氷雨が、まさに冷たい雨のように射すような凍てついた視線を風香に投げる。風香はその視線に怯えるように肩をすくめ、舌打ちをした。
「風香ちゃん」
東吾の後ろで雪子がたしなめるような声を出す。
一体、この4人の関係は何なのだろう?
死体、花嫁、諜報員の父、偽家族
キーワードから答えを導くは解法はまだ見いだせない。
「風香ちゃん、ちょっと、黙っていましょうね」
晴美の声がぴりっと緊張が溢れて決壊してしまいそうな空気を引き締めた。
義母は結いあげられた髪のほつれをただすように、色気のある仕草でそのうなじを少し撫で上げながら歩み寄ると、その手で風香の肩を抱いた。
「しょうのない子」と青ざめる風香の頬を撫でる、その手袋の指が何とも官能的だった。
風香はまるで親に捨てられた子どものような顔になり、晴美を見上げる。
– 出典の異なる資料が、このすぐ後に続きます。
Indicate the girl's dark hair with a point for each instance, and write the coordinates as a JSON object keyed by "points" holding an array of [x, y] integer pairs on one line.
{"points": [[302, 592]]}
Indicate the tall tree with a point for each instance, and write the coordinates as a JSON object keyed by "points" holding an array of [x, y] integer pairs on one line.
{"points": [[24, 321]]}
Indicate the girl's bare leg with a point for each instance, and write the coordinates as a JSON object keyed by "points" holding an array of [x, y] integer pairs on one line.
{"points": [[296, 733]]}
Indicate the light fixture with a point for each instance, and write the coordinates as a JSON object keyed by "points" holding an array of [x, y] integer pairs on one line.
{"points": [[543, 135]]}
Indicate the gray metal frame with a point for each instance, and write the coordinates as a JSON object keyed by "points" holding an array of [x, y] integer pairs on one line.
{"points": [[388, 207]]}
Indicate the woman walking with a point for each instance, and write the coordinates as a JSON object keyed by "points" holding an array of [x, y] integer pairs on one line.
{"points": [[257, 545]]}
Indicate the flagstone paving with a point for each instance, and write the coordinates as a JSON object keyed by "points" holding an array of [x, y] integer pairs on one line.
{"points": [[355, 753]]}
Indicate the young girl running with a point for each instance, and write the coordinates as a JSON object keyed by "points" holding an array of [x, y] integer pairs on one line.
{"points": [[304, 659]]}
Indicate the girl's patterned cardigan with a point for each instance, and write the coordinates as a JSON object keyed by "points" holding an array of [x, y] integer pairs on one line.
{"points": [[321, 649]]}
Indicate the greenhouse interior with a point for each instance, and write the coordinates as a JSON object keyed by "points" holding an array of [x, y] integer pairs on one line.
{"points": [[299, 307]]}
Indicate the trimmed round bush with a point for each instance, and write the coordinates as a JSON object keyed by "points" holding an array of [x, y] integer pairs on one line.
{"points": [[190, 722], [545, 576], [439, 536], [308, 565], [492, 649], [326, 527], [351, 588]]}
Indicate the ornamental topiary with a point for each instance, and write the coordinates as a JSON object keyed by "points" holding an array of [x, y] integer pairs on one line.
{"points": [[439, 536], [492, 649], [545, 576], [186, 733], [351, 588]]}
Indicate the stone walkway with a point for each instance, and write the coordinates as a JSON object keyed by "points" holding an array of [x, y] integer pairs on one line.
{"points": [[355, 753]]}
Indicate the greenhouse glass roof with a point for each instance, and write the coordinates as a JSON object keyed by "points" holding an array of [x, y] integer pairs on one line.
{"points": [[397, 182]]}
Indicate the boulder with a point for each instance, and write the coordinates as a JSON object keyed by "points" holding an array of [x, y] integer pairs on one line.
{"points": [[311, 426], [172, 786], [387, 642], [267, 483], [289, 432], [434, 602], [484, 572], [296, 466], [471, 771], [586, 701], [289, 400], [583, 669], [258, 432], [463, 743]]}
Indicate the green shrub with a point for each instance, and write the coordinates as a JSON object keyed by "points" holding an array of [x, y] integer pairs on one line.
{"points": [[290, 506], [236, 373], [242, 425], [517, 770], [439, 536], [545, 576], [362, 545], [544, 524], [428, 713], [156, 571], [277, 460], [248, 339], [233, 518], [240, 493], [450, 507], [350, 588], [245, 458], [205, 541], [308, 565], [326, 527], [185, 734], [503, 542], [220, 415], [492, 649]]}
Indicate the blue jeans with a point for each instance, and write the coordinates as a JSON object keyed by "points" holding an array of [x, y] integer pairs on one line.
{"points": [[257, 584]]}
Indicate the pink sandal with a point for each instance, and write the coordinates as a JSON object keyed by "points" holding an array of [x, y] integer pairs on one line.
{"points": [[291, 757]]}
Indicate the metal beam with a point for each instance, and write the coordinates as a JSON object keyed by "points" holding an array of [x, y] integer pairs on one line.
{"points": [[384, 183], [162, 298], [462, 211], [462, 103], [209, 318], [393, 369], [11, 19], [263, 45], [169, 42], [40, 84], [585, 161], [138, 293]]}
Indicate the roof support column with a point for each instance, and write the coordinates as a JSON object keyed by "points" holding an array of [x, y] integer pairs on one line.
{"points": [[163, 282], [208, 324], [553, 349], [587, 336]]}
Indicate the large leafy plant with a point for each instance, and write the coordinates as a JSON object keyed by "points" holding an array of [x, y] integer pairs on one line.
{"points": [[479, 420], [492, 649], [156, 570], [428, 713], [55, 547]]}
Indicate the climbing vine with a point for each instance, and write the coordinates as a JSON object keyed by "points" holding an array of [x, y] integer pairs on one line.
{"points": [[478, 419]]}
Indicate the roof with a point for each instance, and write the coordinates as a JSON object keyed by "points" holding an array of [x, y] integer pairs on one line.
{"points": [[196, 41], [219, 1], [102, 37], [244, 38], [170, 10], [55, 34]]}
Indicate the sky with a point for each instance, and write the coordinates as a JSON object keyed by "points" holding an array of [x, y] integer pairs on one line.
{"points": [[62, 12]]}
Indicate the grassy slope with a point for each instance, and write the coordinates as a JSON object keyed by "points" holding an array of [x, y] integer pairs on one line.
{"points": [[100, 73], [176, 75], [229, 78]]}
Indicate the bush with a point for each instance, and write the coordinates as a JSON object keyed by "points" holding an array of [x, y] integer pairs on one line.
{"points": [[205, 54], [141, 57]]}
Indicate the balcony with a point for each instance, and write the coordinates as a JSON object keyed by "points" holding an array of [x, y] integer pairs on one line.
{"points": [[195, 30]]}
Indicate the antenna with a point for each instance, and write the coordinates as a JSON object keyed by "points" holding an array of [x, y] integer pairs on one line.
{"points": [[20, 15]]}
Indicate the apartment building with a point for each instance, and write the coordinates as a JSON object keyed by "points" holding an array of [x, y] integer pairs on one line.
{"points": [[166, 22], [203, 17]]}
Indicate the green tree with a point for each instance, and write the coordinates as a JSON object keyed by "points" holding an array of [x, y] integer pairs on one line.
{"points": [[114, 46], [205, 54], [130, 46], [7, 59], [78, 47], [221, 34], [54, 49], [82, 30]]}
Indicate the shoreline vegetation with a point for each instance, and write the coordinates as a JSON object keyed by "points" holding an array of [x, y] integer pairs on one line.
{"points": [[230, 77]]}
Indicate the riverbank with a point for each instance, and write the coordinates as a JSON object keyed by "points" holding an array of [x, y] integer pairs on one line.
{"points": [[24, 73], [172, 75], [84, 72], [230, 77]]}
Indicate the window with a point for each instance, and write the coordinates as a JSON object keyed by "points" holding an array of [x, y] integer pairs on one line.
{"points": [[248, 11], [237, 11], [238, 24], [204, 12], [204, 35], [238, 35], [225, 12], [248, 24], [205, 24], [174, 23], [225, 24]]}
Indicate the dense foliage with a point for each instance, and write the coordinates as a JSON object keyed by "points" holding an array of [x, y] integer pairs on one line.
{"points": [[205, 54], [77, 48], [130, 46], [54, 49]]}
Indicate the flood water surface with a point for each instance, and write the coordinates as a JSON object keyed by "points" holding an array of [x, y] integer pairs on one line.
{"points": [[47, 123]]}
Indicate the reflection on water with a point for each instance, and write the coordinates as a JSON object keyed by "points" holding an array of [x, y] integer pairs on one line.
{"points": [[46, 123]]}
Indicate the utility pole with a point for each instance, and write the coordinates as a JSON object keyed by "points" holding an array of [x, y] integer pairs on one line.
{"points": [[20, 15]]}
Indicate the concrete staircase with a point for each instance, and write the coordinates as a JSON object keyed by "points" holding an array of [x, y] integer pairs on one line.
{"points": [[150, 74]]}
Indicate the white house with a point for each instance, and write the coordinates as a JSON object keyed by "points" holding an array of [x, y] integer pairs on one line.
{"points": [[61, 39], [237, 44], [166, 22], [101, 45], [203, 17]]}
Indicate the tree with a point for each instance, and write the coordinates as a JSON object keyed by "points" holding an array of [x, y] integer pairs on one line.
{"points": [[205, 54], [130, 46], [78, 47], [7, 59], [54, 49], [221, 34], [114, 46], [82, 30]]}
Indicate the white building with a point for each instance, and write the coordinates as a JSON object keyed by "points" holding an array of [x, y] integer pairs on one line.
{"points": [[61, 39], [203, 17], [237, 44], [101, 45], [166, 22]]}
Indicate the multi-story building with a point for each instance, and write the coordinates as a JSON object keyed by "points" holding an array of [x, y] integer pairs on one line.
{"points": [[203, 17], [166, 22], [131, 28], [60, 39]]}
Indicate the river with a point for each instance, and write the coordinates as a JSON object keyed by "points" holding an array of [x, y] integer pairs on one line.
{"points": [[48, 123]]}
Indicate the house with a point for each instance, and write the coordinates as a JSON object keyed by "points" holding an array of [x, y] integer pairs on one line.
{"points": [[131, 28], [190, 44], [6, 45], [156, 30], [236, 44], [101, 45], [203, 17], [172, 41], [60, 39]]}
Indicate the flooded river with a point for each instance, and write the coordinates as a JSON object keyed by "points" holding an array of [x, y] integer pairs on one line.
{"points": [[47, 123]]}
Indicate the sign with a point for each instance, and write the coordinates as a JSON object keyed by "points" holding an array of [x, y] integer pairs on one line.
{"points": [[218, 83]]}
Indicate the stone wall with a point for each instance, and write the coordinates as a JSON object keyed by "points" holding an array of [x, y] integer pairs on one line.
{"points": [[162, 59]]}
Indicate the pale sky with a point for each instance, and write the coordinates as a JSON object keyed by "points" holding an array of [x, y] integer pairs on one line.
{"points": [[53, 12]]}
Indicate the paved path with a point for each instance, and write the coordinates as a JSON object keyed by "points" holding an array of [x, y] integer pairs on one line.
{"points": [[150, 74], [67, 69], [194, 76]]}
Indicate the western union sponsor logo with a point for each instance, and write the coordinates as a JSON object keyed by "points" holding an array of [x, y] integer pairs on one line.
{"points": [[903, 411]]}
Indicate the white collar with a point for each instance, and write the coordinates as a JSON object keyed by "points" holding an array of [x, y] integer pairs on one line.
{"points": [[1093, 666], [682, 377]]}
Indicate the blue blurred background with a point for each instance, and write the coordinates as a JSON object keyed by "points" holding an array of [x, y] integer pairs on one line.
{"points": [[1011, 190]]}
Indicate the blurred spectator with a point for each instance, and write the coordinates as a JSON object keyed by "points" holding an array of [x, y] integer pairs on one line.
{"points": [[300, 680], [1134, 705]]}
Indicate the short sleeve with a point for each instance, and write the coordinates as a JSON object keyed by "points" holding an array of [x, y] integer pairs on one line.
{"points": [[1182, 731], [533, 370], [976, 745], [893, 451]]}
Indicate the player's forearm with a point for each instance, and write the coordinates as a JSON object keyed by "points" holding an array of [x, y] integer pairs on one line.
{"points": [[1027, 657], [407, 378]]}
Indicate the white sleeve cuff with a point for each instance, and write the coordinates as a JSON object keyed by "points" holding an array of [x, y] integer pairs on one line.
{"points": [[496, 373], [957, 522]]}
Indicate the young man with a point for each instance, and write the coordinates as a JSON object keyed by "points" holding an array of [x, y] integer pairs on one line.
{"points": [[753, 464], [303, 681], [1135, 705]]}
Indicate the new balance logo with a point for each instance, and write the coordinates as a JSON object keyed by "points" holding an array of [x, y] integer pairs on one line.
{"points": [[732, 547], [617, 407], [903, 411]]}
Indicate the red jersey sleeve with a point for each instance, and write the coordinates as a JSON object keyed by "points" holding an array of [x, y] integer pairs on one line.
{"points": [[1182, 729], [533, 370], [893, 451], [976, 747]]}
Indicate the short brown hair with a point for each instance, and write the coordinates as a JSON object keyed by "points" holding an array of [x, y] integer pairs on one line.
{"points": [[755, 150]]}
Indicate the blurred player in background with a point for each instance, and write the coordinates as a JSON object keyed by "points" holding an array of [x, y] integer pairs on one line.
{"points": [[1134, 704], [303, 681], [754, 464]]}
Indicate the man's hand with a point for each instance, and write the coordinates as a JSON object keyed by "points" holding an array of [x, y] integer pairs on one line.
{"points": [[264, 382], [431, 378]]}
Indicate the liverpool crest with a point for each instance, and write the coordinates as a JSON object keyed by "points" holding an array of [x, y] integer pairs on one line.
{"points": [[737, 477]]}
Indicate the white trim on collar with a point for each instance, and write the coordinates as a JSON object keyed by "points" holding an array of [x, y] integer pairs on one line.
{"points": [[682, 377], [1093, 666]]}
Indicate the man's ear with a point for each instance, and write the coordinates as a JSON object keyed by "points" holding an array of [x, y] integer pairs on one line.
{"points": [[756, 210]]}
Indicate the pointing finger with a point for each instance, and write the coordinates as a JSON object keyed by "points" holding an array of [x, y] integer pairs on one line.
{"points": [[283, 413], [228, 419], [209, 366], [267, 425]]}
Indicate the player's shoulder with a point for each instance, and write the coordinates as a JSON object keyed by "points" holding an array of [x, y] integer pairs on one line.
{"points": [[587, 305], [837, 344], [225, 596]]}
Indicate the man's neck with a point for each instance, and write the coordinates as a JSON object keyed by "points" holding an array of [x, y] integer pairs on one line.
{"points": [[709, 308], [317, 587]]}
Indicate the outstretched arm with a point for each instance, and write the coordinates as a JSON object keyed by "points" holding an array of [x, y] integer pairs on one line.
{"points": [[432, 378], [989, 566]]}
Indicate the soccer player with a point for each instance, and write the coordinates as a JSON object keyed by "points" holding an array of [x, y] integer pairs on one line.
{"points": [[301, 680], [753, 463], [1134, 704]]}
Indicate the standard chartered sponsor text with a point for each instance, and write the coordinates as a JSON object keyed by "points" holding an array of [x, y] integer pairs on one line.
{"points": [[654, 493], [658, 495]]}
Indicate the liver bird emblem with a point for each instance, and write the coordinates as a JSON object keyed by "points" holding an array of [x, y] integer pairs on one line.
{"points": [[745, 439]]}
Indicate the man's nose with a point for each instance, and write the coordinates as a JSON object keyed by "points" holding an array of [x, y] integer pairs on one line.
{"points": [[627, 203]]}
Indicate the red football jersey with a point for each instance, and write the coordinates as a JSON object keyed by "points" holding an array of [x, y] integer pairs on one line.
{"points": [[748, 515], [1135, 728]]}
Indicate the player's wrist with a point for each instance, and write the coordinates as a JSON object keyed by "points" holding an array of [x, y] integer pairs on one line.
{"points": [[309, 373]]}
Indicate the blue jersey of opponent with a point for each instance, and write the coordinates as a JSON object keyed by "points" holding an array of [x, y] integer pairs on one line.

怯えているようにも見えた。
が、晴美は慈愛の眼差しそのもので頷いて見せる。そして、素早く念押しするかのように、氷雨と雪子に視線を送り風香を下がらせた。
その鮮やかな視線の交錯にどんな意味があるのか、東吾には分からなかった。が、ここは晴美の言葉を待つのがいいという事だけは、修羅場をいくつも踏んできた勘が告げていた。
偽家族には偽家族なりのヒエラルキーが存在しているのかもしれない。そして、たぶん、その頂点にいるのは晴美だ。
案の定、晴美はピンと背筋を伸ばした綺麗な姿勢のまま東吾を正面から見据えると、静かに微笑んだ。
それは真っ直ぐに咲く百合の美しさを連想させたが、同時に東吾の中身を推し量っているのだとう言う凄味があった。反抗も逃避も、誤魔化しすら許さない、そんな凄みだ。
しばし向かい合ってから、晴美は「そう」と、何がわかったのか呟くと、東吾の後ろにいる雪子の方に視線をやった。
「雪子さん。話は、まだ途中なのね」
「はい」
雪子は頷く。そうだ、話はまだ彼女の父親の話までだ。なぜ、彼女が殺し屋になり、自分との結婚式のこの日に神父を殺したのかは明かしていない。
「なんだ、ったく、相変わらず雪姉さんはのんびりんなんだから」
風香の減らず口がまた動きだした。さっきの反省は何だったのかと思わせるほどの饒舌は、一度エンジンがかかると止まらない。
「とっくに終わってると思ってた。私ならきっと3回くらい話せてるわ。だって、そうでしょう? もうすぐ時間よ? さっさと済ませちゃいなよ。っていうか、必要あるの? こういうの。どうせ……」
「風香」
今度彼女の暴走を止めたのは氷雨だった。彼女は少しつりあがったその目をさらに吊りあがらせ、射殺しかね無いほどの視線で風香を睨みつけている。
風香は息をのみ、今度こそ黙った。
晴美はその様子を、困った娘たちを見守る母親そのものの目で見つめてから、小さな溜息とも苦笑ともつかない吐息を漏らして二人の方に視線を戻した。
「雪子さん。続けて。風香ちゃんの言うように、時間はそんなにないわ」
「はい」
雪子はそう言うと、東吾の手をとった。酷く冷たい手に、東吾は振り返り、彼女の瞳を探る。
「東吾さん。時間がないの。最後まで、どうか、聞いて」
時間がないのなら、むしろ話しているどころじゃないだろう。そう口にしかけて東吾は言葉を飲みこんだ。
晴美も氷雨や風香も、話が終わるまで東吾を逃がすつもりはないように感じられたし、なによりも、雪子が念押しするその言葉が切実だったからだ。
「わかった。ごめん」
東吾は短く答えると、雪子に体を向けた。